On a somewhat related front to those of other commenters about how certain hitters have "hot spots" that may be out of the strike zone, did anybody else notice this postseason how Hideki Matsui was seemingly always crushing low breaking balls?
ZamBR1985
11/07
Fantastic article. If/when my brain is able to process this information, I'll be able to comment on some specifics.
irablum
11/09
I'm guessing that this data, properly filtered, and maybe even more broken down, is available to advanced scouts for teams. If its not, can you imagine how much that could help a team. If they could look at the next days lineup and go beyond the normal advanced scouting of, "Player X is a firstball hitter" and say "Player X has a 80% chance of swinging at a first pitch fastball inside the strikezone, and a 50% chance of swining at one outside the strikezone. Player Y has a 30% chance to swing at a first pitch fastball in the strikezone" and a 5% chance for one outside the zone.
blcartwright
11/10
You used Luis Castillo as an example, and this metric charges Catillo with errors for taking called strikes. However, Castillo has just about the best contact rate on swings, both at avoid swing & misses and putting the ball in play. I'm sure in his mind, he can afford to take a strike or even two, because with virtually every swing making contact he knows he won't strike out, even with two strikes. Therefor, the 'cost' of a called strike is very low for Castillo.

Guys like Chipper and Berkman swing and miss much more often, and thus can't afford to give the pitcher a strike. They have to swing more often to maximize the probability of putting the ball in play.

Try looking at results passing thru two strike counts - Castillo should have a much lower SO% starting at two strikes than do the lower contact guys.

Some players also vary their approach based on the count.
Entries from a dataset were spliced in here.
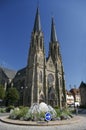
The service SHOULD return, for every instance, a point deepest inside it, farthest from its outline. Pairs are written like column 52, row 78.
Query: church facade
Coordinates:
column 44, row 77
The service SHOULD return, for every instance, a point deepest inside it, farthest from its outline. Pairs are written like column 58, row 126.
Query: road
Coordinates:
column 80, row 125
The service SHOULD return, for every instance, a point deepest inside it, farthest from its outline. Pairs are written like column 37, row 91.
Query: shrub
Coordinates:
column 2, row 110
column 9, row 108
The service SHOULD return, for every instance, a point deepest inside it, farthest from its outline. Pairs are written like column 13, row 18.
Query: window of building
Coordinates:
column 40, row 77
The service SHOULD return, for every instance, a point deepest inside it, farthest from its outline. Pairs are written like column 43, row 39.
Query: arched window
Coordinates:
column 41, row 42
column 40, row 77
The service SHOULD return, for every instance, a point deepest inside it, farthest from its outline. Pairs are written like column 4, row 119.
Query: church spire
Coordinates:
column 53, row 32
column 37, row 24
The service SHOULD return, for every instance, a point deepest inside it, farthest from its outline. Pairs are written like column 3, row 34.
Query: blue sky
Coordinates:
column 16, row 24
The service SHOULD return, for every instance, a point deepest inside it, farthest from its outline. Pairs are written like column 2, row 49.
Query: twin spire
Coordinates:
column 37, row 27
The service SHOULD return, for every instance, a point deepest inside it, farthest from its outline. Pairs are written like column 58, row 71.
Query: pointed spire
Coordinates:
column 53, row 32
column 37, row 24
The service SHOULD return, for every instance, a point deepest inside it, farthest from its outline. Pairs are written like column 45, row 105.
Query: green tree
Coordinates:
column 12, row 96
column 2, row 92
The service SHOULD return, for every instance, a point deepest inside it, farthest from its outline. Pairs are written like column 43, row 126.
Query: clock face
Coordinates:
column 50, row 78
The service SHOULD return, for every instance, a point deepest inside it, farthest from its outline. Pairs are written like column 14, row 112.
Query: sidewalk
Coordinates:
column 75, row 119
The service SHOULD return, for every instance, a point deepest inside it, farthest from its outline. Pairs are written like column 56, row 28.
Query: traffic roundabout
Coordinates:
column 6, row 119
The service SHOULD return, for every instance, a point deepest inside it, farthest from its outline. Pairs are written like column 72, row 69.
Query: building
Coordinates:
column 76, row 94
column 43, row 78
column 83, row 93
column 70, row 98
column 6, row 76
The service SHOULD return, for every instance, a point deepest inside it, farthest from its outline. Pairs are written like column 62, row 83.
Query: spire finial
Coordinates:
column 37, row 24
column 53, row 32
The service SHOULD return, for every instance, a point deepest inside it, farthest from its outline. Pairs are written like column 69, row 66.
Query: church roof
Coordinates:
column 53, row 32
column 37, row 24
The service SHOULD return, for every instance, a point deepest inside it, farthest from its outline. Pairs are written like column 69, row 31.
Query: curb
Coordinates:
column 40, row 123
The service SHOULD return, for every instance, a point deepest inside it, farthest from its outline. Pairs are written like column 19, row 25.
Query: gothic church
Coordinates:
column 44, row 77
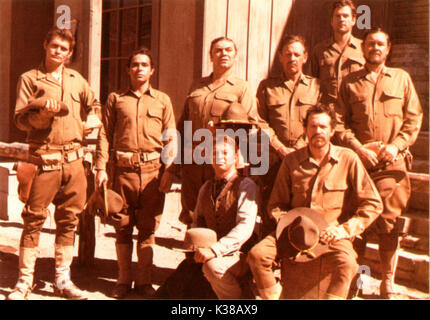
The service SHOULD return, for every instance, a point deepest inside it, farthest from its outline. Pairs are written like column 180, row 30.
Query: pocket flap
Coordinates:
column 333, row 185
column 225, row 96
column 155, row 112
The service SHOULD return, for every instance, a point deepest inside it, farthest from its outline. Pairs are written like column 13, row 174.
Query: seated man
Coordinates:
column 228, row 205
column 330, row 180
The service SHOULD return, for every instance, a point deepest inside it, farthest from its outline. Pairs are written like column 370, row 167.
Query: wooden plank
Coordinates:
column 259, row 41
column 214, row 26
column 237, row 30
column 281, row 10
column 176, row 51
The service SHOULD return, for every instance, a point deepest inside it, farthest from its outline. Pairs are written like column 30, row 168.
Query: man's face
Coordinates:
column 342, row 20
column 57, row 50
column 140, row 70
column 223, row 157
column 223, row 54
column 319, row 130
column 376, row 48
column 293, row 57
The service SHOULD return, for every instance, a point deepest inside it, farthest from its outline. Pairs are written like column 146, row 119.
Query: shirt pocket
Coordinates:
column 155, row 120
column 393, row 103
column 75, row 106
column 221, row 103
column 334, row 191
column 304, row 104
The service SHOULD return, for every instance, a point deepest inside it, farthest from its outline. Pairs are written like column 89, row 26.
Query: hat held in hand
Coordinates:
column 198, row 238
column 38, row 101
column 298, row 235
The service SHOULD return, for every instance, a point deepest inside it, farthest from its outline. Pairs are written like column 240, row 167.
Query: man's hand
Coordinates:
column 388, row 153
column 283, row 151
column 201, row 255
column 166, row 181
column 333, row 233
column 101, row 177
column 369, row 157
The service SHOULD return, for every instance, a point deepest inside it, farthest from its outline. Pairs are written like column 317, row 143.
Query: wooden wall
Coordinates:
column 256, row 26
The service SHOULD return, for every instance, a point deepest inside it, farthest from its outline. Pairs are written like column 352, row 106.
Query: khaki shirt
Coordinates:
column 207, row 102
column 133, row 124
column 284, row 106
column 74, row 92
column 388, row 111
column 331, row 65
column 340, row 189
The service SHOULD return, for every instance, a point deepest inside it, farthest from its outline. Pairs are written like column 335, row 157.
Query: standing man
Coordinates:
column 55, row 144
column 339, row 55
column 284, row 101
column 227, row 204
column 132, row 139
column 379, row 118
column 332, row 181
column 207, row 101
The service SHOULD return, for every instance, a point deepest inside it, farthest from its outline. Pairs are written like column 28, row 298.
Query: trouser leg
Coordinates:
column 223, row 274
column 261, row 260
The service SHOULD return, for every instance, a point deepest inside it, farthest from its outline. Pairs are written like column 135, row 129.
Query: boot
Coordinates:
column 27, row 261
column 143, row 285
column 63, row 286
column 388, row 258
column 271, row 293
column 123, row 285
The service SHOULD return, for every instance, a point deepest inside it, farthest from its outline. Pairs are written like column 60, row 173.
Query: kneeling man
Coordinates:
column 331, row 180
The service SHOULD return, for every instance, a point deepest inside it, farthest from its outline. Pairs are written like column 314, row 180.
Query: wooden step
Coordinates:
column 419, row 191
column 411, row 267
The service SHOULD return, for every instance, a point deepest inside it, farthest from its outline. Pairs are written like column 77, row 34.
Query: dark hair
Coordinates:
column 376, row 30
column 142, row 50
column 64, row 34
column 286, row 40
column 216, row 40
column 320, row 108
column 344, row 3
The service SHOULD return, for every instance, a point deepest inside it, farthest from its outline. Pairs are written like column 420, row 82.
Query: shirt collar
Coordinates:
column 306, row 155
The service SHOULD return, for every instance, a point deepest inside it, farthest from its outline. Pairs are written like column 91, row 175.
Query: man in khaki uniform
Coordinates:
column 55, row 143
column 336, row 57
column 132, row 139
column 207, row 101
column 284, row 101
column 323, row 177
column 380, row 117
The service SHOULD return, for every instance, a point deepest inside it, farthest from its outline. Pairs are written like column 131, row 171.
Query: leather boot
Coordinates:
column 388, row 258
column 27, row 261
column 143, row 285
column 64, row 286
column 271, row 293
column 123, row 285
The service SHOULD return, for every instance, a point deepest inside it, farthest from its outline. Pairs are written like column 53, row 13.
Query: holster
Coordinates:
column 25, row 173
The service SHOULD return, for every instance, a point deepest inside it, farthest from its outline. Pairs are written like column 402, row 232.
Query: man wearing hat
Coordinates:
column 56, row 108
column 332, row 181
column 283, row 102
column 380, row 116
column 132, row 140
column 227, row 204
column 207, row 101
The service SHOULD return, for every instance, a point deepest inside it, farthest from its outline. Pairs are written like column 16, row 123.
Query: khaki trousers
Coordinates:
column 66, row 189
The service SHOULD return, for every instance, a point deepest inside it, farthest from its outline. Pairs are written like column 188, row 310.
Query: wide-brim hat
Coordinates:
column 298, row 234
column 39, row 103
column 236, row 114
column 198, row 238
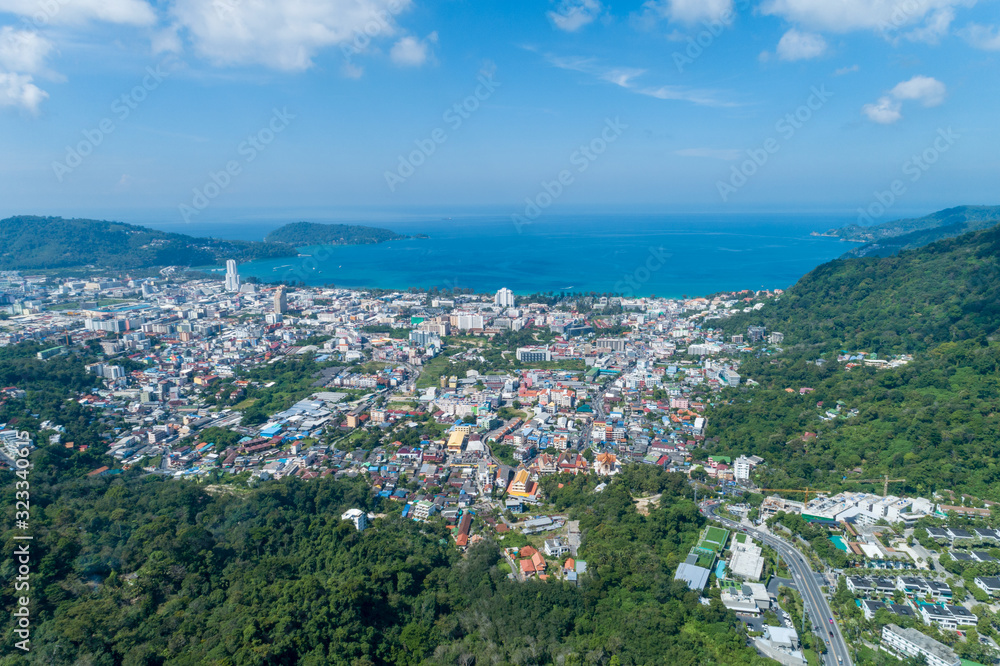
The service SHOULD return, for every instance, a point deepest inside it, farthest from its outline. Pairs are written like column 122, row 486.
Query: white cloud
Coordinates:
column 982, row 36
column 934, row 29
column 888, row 109
column 928, row 91
column 412, row 52
column 847, row 15
column 18, row 90
column 128, row 12
column 571, row 15
column 22, row 50
column 22, row 53
column 284, row 34
column 689, row 11
column 885, row 111
column 797, row 45
column 624, row 77
column 167, row 41
column 727, row 154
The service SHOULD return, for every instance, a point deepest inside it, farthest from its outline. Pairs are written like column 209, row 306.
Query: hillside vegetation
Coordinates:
column 32, row 243
column 934, row 422
column 140, row 570
column 889, row 238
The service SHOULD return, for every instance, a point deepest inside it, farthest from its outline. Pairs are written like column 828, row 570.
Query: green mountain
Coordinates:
column 891, row 237
column 946, row 291
column 300, row 234
column 934, row 422
column 31, row 243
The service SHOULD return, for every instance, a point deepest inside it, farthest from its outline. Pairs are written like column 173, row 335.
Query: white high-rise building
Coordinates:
column 504, row 298
column 232, row 276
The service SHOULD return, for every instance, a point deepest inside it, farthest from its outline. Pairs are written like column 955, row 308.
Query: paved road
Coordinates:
column 805, row 580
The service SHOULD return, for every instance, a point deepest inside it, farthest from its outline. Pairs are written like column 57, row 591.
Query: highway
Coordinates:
column 805, row 580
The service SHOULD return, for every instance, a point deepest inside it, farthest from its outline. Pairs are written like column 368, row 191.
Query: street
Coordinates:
column 805, row 580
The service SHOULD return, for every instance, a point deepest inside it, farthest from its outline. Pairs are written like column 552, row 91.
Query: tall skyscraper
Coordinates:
column 504, row 298
column 232, row 276
column 280, row 301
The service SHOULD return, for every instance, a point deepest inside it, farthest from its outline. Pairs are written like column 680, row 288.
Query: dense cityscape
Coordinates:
column 460, row 409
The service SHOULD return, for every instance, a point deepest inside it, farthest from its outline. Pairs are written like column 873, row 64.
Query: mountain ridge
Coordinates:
column 891, row 237
column 32, row 242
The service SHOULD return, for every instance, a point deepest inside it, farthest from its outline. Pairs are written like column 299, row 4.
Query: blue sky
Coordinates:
column 718, row 105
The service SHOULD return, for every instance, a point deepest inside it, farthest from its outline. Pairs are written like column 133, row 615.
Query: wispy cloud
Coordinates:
column 888, row 109
column 572, row 15
column 727, row 154
column 627, row 78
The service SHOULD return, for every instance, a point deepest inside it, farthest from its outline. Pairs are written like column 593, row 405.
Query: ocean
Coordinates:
column 632, row 254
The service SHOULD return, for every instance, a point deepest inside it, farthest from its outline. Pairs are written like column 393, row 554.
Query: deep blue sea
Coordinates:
column 634, row 254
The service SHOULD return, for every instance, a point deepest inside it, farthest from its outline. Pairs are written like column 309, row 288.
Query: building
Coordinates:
column 455, row 441
column 614, row 344
column 504, row 298
column 423, row 510
column 696, row 577
column 989, row 584
column 280, row 301
column 906, row 643
column 747, row 562
column 356, row 516
column 742, row 468
column 555, row 548
column 232, row 277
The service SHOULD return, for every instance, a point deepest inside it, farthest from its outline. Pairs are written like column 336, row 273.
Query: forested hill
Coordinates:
column 31, row 243
column 144, row 570
column 946, row 291
column 301, row 234
column 890, row 238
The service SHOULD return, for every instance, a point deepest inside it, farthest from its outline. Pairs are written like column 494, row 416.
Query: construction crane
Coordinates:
column 807, row 491
column 885, row 481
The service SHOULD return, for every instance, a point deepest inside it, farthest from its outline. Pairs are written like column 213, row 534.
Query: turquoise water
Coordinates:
column 636, row 255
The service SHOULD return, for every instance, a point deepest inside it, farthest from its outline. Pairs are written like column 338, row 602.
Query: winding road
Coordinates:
column 807, row 583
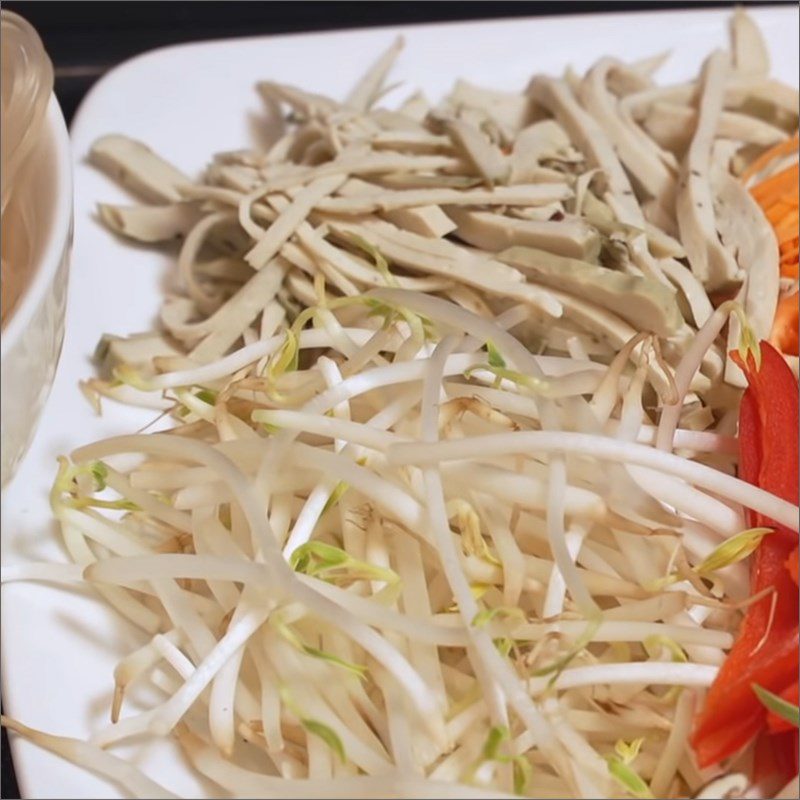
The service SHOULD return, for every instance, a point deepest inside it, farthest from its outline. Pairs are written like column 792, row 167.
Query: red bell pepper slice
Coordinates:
column 775, row 761
column 776, row 723
column 766, row 649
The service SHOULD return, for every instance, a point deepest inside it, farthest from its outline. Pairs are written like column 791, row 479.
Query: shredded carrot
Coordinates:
column 778, row 198
column 780, row 149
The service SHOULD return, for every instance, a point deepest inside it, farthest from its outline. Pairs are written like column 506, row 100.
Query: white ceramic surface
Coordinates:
column 31, row 340
column 59, row 646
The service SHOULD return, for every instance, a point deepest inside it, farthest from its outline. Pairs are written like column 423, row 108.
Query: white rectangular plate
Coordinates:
column 59, row 647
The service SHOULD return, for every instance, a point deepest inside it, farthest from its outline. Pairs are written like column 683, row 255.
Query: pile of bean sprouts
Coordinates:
column 447, row 506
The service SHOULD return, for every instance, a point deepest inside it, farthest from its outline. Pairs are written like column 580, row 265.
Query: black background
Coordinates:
column 85, row 39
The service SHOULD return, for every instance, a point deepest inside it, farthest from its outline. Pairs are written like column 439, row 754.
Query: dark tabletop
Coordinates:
column 85, row 39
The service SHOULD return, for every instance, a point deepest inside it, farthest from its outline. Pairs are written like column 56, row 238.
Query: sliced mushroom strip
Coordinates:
column 640, row 160
column 288, row 220
column 644, row 303
column 485, row 156
column 520, row 195
column 151, row 224
column 495, row 232
column 708, row 258
column 439, row 257
column 543, row 142
column 509, row 110
column 139, row 169
column 590, row 138
column 367, row 91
My eyes tell me that Freddy Sanchez is reasonably disciplined with 0 or 1 strikes - he takes pitches out of the zone at a fairly normal rate, and probably swings at a higher than normal rate on those in zone. But, with 2 strikes he will swing at anything within 3 feet of the plate.

EJSeidman
11/10
Brian, the article this week discusses contact. Castillo is well above average in contact in and out of the zone, but even that isn't enough since we need to know what TYPE of contact he's making. So sit tight!